When I am talking about Go, I am speaking about the gc compiler implementation.
As far as I know, Go performs escape analysis. The following idiom is seen pretty often in Go code:
func NewFoo() *Foo
Escape analysis would notice that Foo escapes NewFoo and allocate Foo on the heap.
This function could also be written as:
func NewFoo(f *Foo)
and would be used like
var f Foo
NewFoo(&f)
In this case, as long as f doesn't escape anywhere else, f could be allocated on the stack.
Now to my actual question.
Would it be possible for the compiler to optimize every foo() *Foo into foo(f *Foo), even possibly over multiple levels where Foo is returned in each?
If not, in what kind of cases does this approach fail?
Thank you in advance.
(Not quite an answer but too big for a comment.)

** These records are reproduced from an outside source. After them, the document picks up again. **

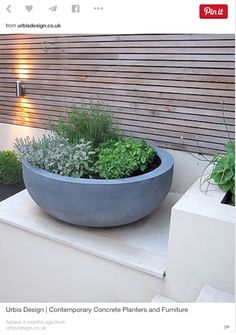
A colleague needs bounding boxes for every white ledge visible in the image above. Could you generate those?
[0,190,181,277]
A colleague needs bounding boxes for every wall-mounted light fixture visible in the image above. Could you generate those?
[16,80,25,98]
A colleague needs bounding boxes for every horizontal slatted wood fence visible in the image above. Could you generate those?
[0,34,235,154]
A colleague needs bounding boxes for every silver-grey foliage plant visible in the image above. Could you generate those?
[14,135,95,178]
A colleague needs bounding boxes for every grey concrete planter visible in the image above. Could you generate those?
[23,148,174,227]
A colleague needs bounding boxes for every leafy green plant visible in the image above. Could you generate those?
[15,135,95,178]
[211,141,235,204]
[53,102,119,148]
[95,138,156,179]
[0,150,23,185]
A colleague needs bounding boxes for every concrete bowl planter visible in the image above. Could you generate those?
[23,147,174,227]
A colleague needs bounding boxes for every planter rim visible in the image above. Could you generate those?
[23,146,174,185]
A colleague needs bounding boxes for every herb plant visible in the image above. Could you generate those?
[95,138,156,179]
[53,103,119,148]
[211,141,235,204]
[0,150,23,185]
[15,135,95,178]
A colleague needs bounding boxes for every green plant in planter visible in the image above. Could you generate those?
[0,150,23,185]
[15,135,95,178]
[211,141,235,204]
[95,138,156,179]
[52,102,119,148]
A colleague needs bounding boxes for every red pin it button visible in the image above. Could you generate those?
[199,5,228,19]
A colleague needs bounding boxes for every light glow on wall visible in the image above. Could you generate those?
[16,59,29,81]
[15,56,32,125]
[17,97,31,124]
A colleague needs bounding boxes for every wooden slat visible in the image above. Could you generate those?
[0,34,235,154]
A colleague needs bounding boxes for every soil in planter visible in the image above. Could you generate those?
[0,181,25,201]
[221,191,235,206]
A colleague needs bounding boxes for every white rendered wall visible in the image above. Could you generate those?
[166,180,235,301]
[0,223,164,302]
[0,123,208,193]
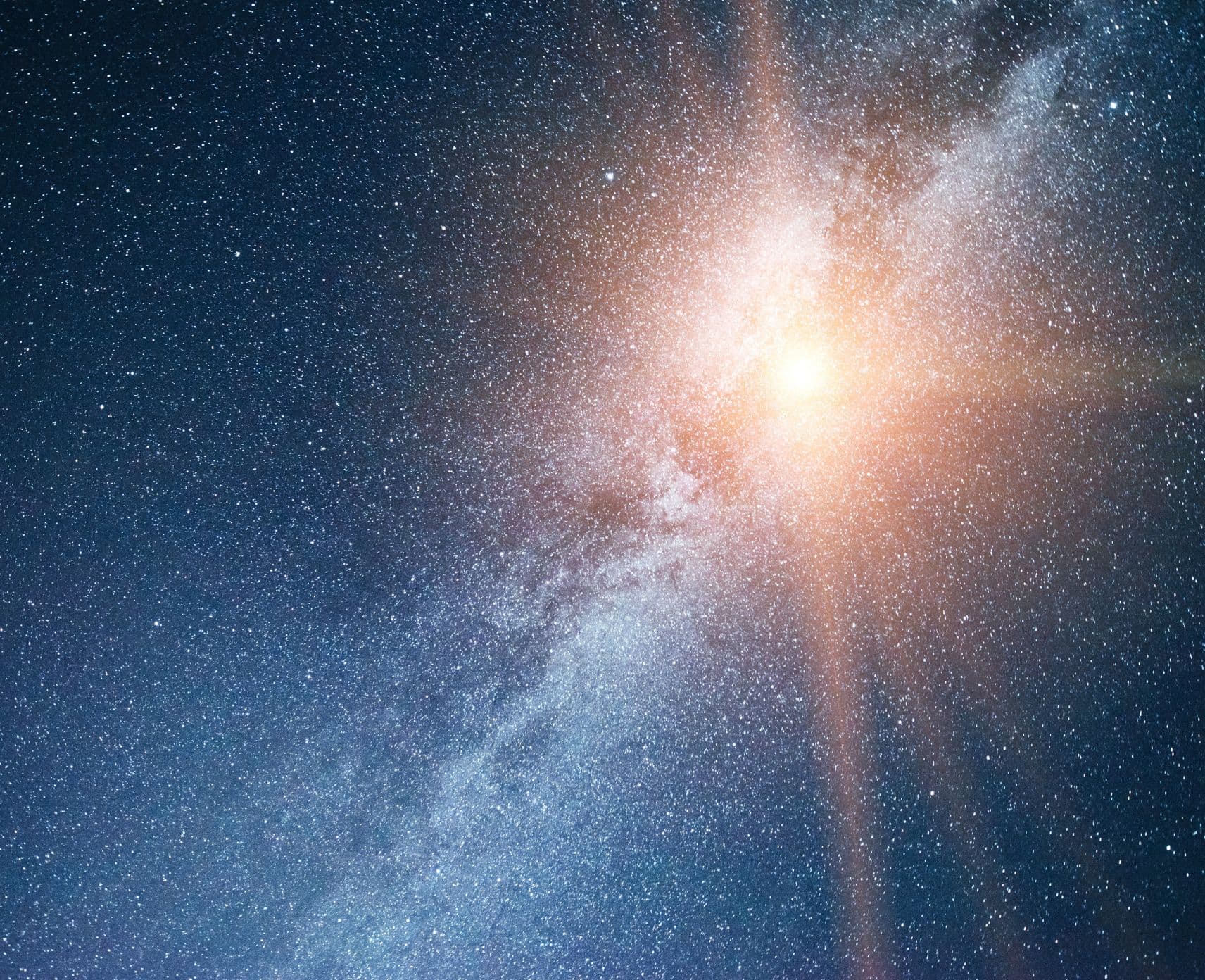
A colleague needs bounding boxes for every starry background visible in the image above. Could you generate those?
[0,0,1205,979]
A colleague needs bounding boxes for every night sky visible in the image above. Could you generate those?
[0,0,1205,980]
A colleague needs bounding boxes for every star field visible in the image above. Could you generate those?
[0,0,1205,980]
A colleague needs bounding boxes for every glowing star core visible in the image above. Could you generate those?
[772,350,833,400]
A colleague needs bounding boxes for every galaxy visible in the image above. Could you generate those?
[0,0,1205,980]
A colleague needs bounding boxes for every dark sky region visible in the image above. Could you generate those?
[0,0,1205,980]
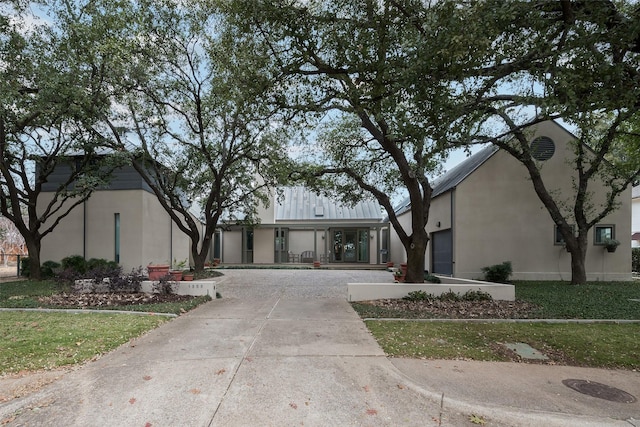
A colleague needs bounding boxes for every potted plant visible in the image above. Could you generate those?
[147,264,169,281]
[604,239,620,252]
[393,269,406,282]
[169,258,187,282]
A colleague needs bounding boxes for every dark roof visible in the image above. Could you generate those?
[394,145,499,215]
[275,187,382,221]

From the comments it seems you might be interested in this small example:
package main
type Foo struct {
i, j, k int
}
func NewFoo() *Foo {
return &Foo{i: 42}
}
func F1() {
f := NewFoo()
f.i++
}
func main() {
F1()
}
On Go1.5 running go build -gcflags="-m" gives:
./new.go:7: can inline NewFoo
./new.go:11: can inline F1
./new.go:12: inlining call to NewFoo
./new.go:16: can inline main
./new.go:17: inlining call to F1
./new.go:17: inlining call to NewFoo
./new.go:8: &Foo literal escapes to heap
./new.go:12: F1 &Foo literal does not escape
./new.go:17: main &Foo literal does not escape
So it inlines NewFoo into F1 into main (and says that it could further inline main if someone was to call it). Although it does say that in NewFoo itself &Foo escapes, it does not escape when inlined.
The output from go build -gcflags="-m -S" confirms this with a main initializing the object on the stack and not doing any function calls.
Of course this is a very simple example and any complications (e.g. calling fmt.Print with f) could easily cause it to escape. In general, you shouldn't worry about this too much unless profiling has told you that you have a problem area(s) and you are trying to optimize a specific section of code. Idiomatic and readable code should trump optimization.
Also note that using go test -bench -benchmem (or preferably using testing.B's ReportAllocs method) can report on allocations of benchmarked code which can help identify something doing more allocations than expected/desired.
After doing some more research I found what I was looking for.
What I was describing is apparently called "Return value optimization" and is well doable, which pretty much answers my question about whether this was possible in Go as well.
Further information about this can be found here: What are copy elision and return value optimization?